Conheça as candidaturas de oposição de esquerda ao governo

O PSTU irá lançar candidaturas em vários municípios. Todas voltadas a impulsionar as lutas contra as administrações burguesas que vêm aplicando a cartilha neoliberal, tirando dinheiro da saúde e educação públicas, saneamento básico e moradia ao se submeterem a Lei de Responsabilidade Fiscal, que obriga a reversão das verbas para investimento público em verbas para garantir o pagamento das dívidas. Nossas candidaturas estarão a serviço da denúncia da brutal repressão que vem sofrendo os movimentos sociais, como os sem-teto. Também serão um instrumento de denúncia da política econômica do governo Lula, que arrocha salários, paga a dívida externa e negocia a Área de Livre Comércio das Américas (Alca). Os partidos que compõem o atual governo, como PT e PCdoB, defendem as medidas adotadas contra os trabalhadores, como a reforma da Previdência e o arrocho do salário mínimo. Achamos que as transformações não podem ser realizadas a partir das eleições mas, sim, através da mobilização dos trabalhadores. Por isso, o PSTU denunciará a democracia dos ricos e colocará sua campanha a serviço da luta.

  • São José dos Campos (SP)
    Uma candidatura operária e socialista

    Luiz Carlos Prates, o Mancha mudou-se em 1982 para São Paulo, onde permaneceu até 1987, participando da Oposição Metalúrgica. Em 1987, ingressou na General Motors de São José dos Campos e, como cipeiro, participou da vitoriosa greve de 1989. Em 1990, a esquerda cutista ganhou as eleições do Sindicato e Mancha entrou para a direção.
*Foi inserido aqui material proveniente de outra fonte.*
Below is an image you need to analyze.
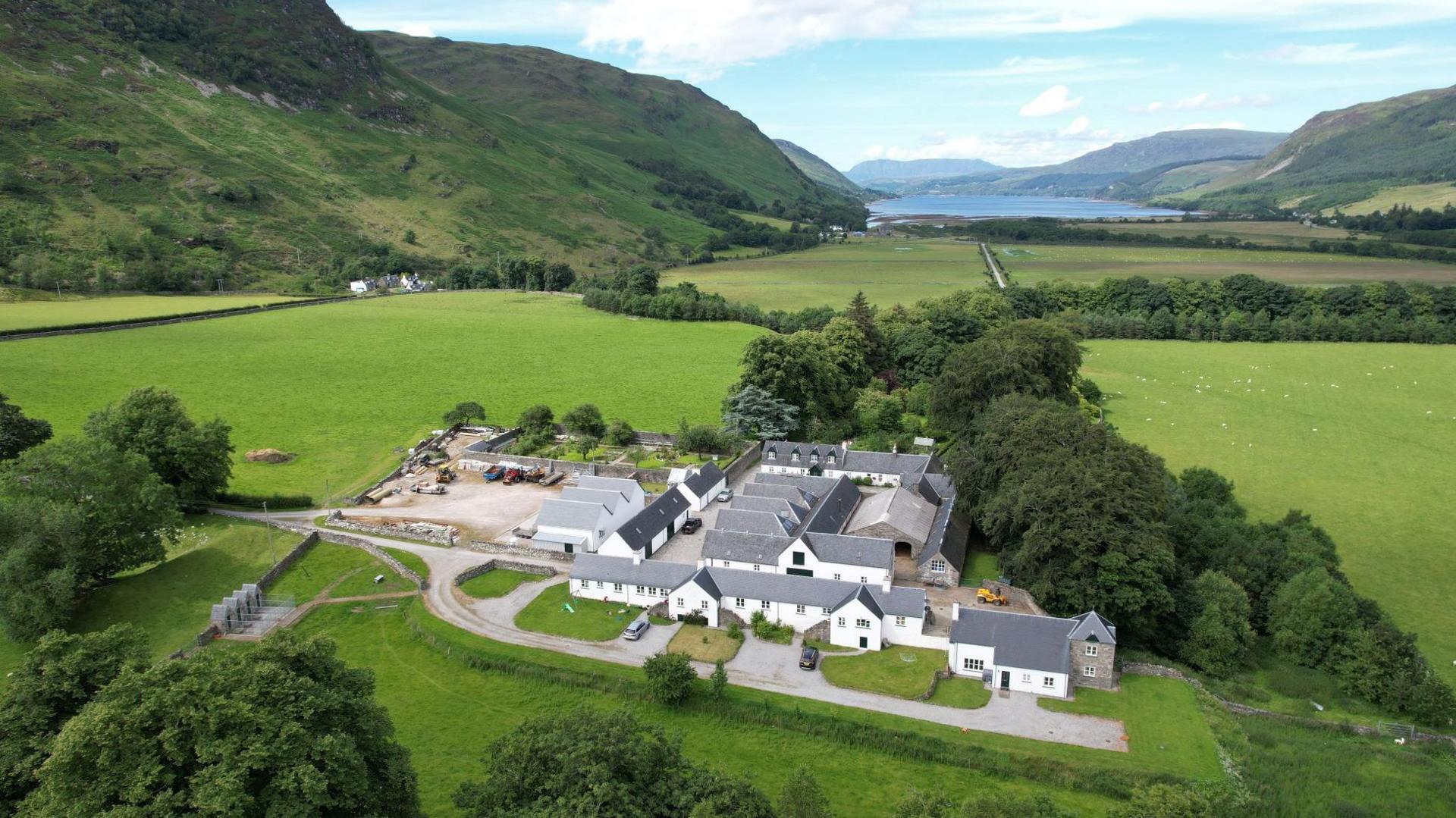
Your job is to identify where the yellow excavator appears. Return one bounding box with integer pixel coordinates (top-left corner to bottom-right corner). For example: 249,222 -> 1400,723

Em 1999, foi eleito presidente e reeleito em 2002. O Sindicato dos Metalúrgicos tornou-se uma referência nacional na luta contra a flexibilização de direitos, contra o banco de horas (quando a Articulação Sindical já o vinha aceitando no ABC), e em defesa dos salários.

  • Recife (PE)
    Uma candidata feminista e socialista

    Katia Telles é servidora da Universidade Federal de Pernambuco e fundadora do Sindicato dos Trabalhadores das Universidades Federais de Pernambuco (Sintufepe). Na última eleição, foi candidata a senadora pelo PSTU, sendo a única mulher, concorrendo a este cargo. Hoje, pré-candidata à Prefeitura do Recife, apresenta-se como a única alternativa para a classe trabalhadora no combate à burguesia e às políticas implementadas por João Paulo (PT), atual prefeito, que ataca duramente os servidores e criminaliza e desemprega dezenas de trabalhadores dos transportes alternativos, os kombeiros. A candidatura de Kátia buscará dar apoio à organização das mulheres, dos trabalhadores e da juventude, potencializando suas lutas.

  • Belém (PA)
    Por uma Prefeitura dos trabalhadores

    Atenágoras Lopes, trabalhador da construção civil desde 1990, rompeu em 1996 com o PT e ingressou no PSTU. Foi membro da direção estadual da CUT, de 2000 a 2003, candidato a vereador em 2000 e a deputado estadual, em 2002, pelo PSTU. Em 2003, foi eleito presidente do Sindicato dos Trabalhadores da Construção Civil. Atuou em várias lutas da categoria, com destaque para a ocupação de 16 dias em uma obra da Caixa Econômica Federal, que teve como desfecho uma grande vitória dos trabalhadores. Hoje, é membro do Fórum Estadual de Lutas.

  • Rio de Janeiro (RJ)
    Um lutador para a Prefeitura

    Cyro Garcia é funcionário do Banco do Brasil e professor universitário. Foi um dos fundadores do PT e da CUT, sendo presidente do Sindicato dos Bancários do Rio entre 1988 e 1991 e deputado federal. Atualmente é diretor do Sindicato, participando ativamente das lutas da categoria bancária, como a campanha salarial de 2003. Cyro é uma voz de luta contra o prefeito César Maia, que governa para os ricos e chegou a dizer que vai “jogar creolina nos pobres”. As candidaturas de Jorge Bittar (PT) e Jandira Feghali (PCdoB) vão defender o governo Lula. Por isso o PSTU apresenta uma alternativa de oposição e de esquerda, sem rabo preso com o governo e com os patrões.